À mi-chemin entre un film et un jeu vidéo, le thriller de science-fiction Detroit : Become Human est l’un des meilleurs jeux à avoir été présentés la semaine dernière au salon Electronic Entertainement Expo (E3). Entretien avec son créateur et PDG du studio français Quantic Dream, David Cage.

 

Maxime Johnson: Detroit : Become Human offre une multitude d’embranchements et de possibilités. Comment souhaitez-vous que les joueurs vivent cette expérience?

David Cage: Chez Quantic Dream, nous voulons créer des jeux dont vous êtes le héros, où l’histoire s’adapte aux choix du joueur. Chaque personne peut donc vivre sa propre histoire. C’est d’ailleurs un énorme travail d’écriture. Notre manuscrit fait 2000 pages, alors qu’un manuscrit de film en comporte généralement une centaine.

 

Ce que je suggère aux joueurs, c’est de jouer au jeu une première fois d’une seule traite, sans jamais revenir en arrière et en assumant toutes leurs actions, même si elles ont provoqué la mort d’un des personnages principaux de l’histoire très tôt dans le jeu. Ils pourront refaire le jeu par la suite s’ils le souhaitent pour explorer tous les embranchements, mais il est important de vivre la vraie expérience la première fois.

 

MJ: Pourquoi est-ce que les histoires que vous racontez se déroulent toujours aux États-Unis? (NDLR : David Cage a aussi écrit et réalisé Indigo Prophecy, Heavy Rain et Beyond: Two Souls)

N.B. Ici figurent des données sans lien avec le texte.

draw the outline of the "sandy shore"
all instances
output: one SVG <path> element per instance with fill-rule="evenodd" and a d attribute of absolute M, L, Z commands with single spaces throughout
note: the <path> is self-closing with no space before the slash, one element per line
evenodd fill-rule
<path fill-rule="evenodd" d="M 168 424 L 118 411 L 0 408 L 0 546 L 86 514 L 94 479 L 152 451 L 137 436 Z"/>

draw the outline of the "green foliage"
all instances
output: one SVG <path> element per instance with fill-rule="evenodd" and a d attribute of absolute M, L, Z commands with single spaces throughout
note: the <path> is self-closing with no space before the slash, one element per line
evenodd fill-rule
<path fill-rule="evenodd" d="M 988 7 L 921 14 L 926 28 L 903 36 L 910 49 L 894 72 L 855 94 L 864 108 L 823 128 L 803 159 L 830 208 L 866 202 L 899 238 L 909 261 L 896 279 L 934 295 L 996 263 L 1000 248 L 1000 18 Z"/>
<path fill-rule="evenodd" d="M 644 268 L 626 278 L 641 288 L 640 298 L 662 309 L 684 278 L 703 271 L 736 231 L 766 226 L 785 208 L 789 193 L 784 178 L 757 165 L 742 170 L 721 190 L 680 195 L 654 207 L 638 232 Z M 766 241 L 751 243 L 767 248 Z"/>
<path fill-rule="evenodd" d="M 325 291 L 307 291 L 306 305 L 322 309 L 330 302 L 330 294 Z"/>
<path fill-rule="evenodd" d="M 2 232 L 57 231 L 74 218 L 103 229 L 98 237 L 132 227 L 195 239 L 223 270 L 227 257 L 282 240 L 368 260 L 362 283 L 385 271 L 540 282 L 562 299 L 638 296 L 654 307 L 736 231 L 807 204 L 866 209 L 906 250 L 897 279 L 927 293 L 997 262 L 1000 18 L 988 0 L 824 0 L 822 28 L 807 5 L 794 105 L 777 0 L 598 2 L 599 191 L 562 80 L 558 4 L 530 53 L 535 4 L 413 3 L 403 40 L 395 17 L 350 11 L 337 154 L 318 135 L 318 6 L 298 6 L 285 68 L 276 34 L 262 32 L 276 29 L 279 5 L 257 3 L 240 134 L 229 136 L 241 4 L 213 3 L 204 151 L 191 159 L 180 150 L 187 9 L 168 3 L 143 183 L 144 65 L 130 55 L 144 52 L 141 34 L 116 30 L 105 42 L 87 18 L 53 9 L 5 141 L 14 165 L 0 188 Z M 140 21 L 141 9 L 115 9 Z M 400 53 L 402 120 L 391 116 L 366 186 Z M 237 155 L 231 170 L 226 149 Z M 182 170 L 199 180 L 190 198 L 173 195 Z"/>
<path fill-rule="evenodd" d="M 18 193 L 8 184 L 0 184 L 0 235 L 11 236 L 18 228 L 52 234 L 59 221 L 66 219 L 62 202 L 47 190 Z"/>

DC: C’est une bonne question. Je me la suis d’ailleurs moi-même posée. Je crois qu’il y a deux raisons. Premièrement, à travers le cinéma et une certaine littérature, les États-Unis sont un peu devenus le théâtre du monde. C’est une espèce de terrain neutre, un décor que tout le monde connaît. Quand on veut raconter une histoire universelle, c’est le théâtre qui s’impose. J’ai aussi été fasciné très jeune par le cinéma américain.

 

Deuxièmement, c’est difficile d’écrire lorsqu’on est très près de son sujet. C’est intéressant d’avoir une certaine distance. J’aimerais beaucoup raconter une histoire qui se passe à Paris un jour, mais ce serait un genre différent. Une histoire d’amour, peut-être?

 

MJ: Pourquoi n’avez-vous jamais fait de suite à vos jeux? C’est très rare dans l’industrie.

DC: Si on n’a jamais fait de suite, c’est sûrement qu’on est un peu idiots! Plus sérieusement, on aime créer, découvrir et inventer. Quand on termine un jeu, on veut aller dans une nouvelle direction, et inventer autre chose. C’est ce qui nous motive.

 

On est 200 personnes chez Quantic Dream, mais on est une équipe passionnée, qui veut faire ce qu’elle aime.

 

MJ: Encore faut-il avoir la liberté de le faire! D’un oeil extérieur, peu de gros studios semblent avoir autant de libertés que vous. Est-ce le cas?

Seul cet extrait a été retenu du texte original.